Dr. Özer Açıklaması 'Tiroit Nodüllerinin Takibi Düzenli Yapılmalı'

Endokrinoloji ve Metabolizma Hastalıkları Uzmanı Dr. Hatice Özer, kanser açısından risk oluşturan tiroit nodüllerinin takibinin düzenli olarak yapılması gerektiğini söyledi.

Tiroit bezinde yaştan bağımsız olarak görülebilen tiroit kanseri son yıllarda giderek artış gösteriyor. Toplumda her iki kişiden birinde görülebilecek olan tiroit nodüllerinin kadın hastalarda erkeklere oranla daha fazla görüldüğü uzmanlar tarafından belirtiliyor. Büyük Anadolu Hastaneleri doktorlarından Endokrinoloji ve Metabolizma Hastalıkları Uzmanı Dr. Hatice Özer, kanser riski oluşturan tiroit nodülleri hakkında önemli bilgiler vererek, bu sağlık sorunundaki düzenli takip konusunda uyarıda bulundu.

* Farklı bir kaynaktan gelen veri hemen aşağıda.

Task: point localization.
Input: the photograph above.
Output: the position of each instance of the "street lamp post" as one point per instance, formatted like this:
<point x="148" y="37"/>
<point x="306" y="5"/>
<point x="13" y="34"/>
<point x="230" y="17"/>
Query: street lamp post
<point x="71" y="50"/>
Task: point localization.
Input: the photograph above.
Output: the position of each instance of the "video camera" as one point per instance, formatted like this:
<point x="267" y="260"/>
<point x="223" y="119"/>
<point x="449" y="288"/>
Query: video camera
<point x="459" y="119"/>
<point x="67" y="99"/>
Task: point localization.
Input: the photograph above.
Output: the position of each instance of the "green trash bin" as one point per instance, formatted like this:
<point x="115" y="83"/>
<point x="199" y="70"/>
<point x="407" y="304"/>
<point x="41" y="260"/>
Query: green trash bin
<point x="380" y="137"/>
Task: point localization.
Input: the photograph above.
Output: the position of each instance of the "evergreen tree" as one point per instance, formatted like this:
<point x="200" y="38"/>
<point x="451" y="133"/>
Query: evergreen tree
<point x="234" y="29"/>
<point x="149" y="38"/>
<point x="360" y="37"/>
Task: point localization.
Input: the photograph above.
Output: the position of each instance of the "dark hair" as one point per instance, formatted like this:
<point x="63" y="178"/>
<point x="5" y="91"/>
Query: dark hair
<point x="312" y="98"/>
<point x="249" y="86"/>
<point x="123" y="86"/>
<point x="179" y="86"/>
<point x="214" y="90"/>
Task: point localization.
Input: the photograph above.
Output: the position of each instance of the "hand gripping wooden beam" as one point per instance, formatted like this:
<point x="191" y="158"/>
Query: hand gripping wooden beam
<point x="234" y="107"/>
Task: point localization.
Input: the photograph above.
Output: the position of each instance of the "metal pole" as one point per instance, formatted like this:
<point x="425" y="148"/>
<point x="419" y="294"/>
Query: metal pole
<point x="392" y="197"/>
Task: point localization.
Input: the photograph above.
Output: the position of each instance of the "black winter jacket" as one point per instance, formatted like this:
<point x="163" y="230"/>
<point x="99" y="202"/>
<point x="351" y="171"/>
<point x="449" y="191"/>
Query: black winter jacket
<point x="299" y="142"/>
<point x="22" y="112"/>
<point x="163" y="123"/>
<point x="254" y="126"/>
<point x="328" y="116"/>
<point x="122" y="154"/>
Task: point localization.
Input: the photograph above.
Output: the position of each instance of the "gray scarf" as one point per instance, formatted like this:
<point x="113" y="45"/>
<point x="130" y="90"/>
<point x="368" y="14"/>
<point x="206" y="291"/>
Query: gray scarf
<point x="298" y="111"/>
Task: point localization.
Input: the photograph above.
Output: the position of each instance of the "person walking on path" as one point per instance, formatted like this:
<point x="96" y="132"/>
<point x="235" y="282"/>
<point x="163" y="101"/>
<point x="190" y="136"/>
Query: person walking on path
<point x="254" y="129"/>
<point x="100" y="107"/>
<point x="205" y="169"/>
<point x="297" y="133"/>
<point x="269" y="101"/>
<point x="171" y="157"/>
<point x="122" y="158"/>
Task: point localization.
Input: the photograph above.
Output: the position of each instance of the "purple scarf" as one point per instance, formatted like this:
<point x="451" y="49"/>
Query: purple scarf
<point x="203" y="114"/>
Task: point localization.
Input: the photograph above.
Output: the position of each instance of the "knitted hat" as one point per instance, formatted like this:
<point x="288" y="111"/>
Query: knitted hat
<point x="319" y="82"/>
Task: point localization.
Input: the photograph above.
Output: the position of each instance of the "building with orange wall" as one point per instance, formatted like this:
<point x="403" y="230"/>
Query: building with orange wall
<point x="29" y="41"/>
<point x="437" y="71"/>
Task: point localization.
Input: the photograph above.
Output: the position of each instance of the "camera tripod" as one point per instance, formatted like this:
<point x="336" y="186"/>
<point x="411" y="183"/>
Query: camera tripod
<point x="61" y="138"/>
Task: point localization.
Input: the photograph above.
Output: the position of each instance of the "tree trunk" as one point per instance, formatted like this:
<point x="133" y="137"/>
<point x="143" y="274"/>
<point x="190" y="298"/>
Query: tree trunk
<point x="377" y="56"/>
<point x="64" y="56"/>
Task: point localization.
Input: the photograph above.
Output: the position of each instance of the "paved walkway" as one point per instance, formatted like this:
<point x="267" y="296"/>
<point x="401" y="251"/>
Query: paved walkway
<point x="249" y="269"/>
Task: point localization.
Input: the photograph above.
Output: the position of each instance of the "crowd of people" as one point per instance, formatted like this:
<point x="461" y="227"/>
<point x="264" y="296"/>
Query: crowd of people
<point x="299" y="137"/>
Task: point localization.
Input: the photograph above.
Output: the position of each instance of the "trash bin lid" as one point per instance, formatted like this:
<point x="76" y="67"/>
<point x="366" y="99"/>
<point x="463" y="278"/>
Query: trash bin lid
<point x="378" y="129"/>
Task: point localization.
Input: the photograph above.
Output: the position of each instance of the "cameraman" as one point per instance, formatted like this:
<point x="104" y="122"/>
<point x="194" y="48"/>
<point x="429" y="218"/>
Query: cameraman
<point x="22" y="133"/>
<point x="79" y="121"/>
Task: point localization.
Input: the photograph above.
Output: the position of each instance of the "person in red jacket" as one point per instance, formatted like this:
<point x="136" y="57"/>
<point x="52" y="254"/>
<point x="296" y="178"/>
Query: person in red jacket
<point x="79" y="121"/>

Hastalığın tanımından başlayarak bilgiler veren Uzm. Dr. Hatice Özer, “Tiroit nodülü, tiroit bezinde yer kaplayan çevresindeki normal tiroit dokusundan kıvam olarak farklı radyolojik olarak sınırları ayrılabilen küresel veya ovel şeklinde lezyonlardır. Tiroit bezlerinin yüzde 6-7’si elle muayenede tespit edilebilir. Tiroit nodüllerinin tanısı tiroit ultrasonu ile konur. Tiroit nodülünün kanser riski cinsiyete, yaşa, ailede tiroit kanseri olup olmamasına göre baş boyun bölgesinde radyoterapi alıp almamasına göre kişinin radyasyona maruz kalıp kalmamasına göre değişir. Tiroit nodülü tespit edildikten sonra, tiroit nodülü fonksiyon görüp görmediği kan tahlilleri ile araştırmalıdır. Fonksiyon gören nodüllere sıcak nodül, fonksiyon görmeyen nodüllere de soğuk nodül denir. Bunun da anlamanın yolu da tiroit sintigrafi anlaşılabilir. İkinci olarak da tiroit nodülünün kanser riski olup olmadığı araştırılmalıdır. Üçüncü olarak bası semptomlarının tiroit nodülünün bası yapıp yapmadığı araştırılmadır. Eğer bası yapan bir nodül ise ses kısıklığı, nefes darlığı, yutma güçlüğü ve öksürük beklenen semptomlardır. Tiroit ultrasonu ile tiroit nodülünün boyutu büyük ise ve ultrason bulguları olarak kötü bir nodül olduğunu düşünüyorsak tiroit ince iğne aspirasyon biyopsisi mutlaka yapılmalıdır. Tiroit nodülünün takibinde kalsitonin ölçümü tiroit meduller ca için iyi bir göstergedir. Nodülün bir tümör çeşidi olan meduller ca olup olmadığını kanda ölçtüğümüz kalsitonin ile belirleyebiliriz” dedi.



“Nodülü olan kişilerin düzenli olarak takibi yapılması gereklidir”

Nodülü olan kişilerin düzenli olarak kontrol yaptırması gerektiğinin altını çizen Özer, şunları söyledi:

“Ailede tiroit kanseri öyküsü varsa mutlaka kişi muayene sonrası ultrason ve kan testlerini yaptırmalıdır. Tiroit nodülünün takibinde, boyut artışı varsa veya yeni oluşan nodül farklı kötü karakterli ise buradan da biyopsi yapılabilir. O yüzden tiroit nodülü olan kişilerin biyopsi temiz gelse bile veya biyopsi yapılması gerek duyulmayan bir nodül olsa bile mutlaka kontrollerinin yapılması şarttır. Çünkü ultrason bulgusu temiz olan bir nodül yüzde yüz temiz nodül olmayabilir. Biyopsisi temiz olan nodülde yüzde yüz mutlaka temiz olmayabilir. Çünkü biyopsi ile ulaşılamayan yerlerde kanser hücresi olabilir. O yüzden nodülü olan kişilerin düzenli olarak takibi yapılması gereklidir.”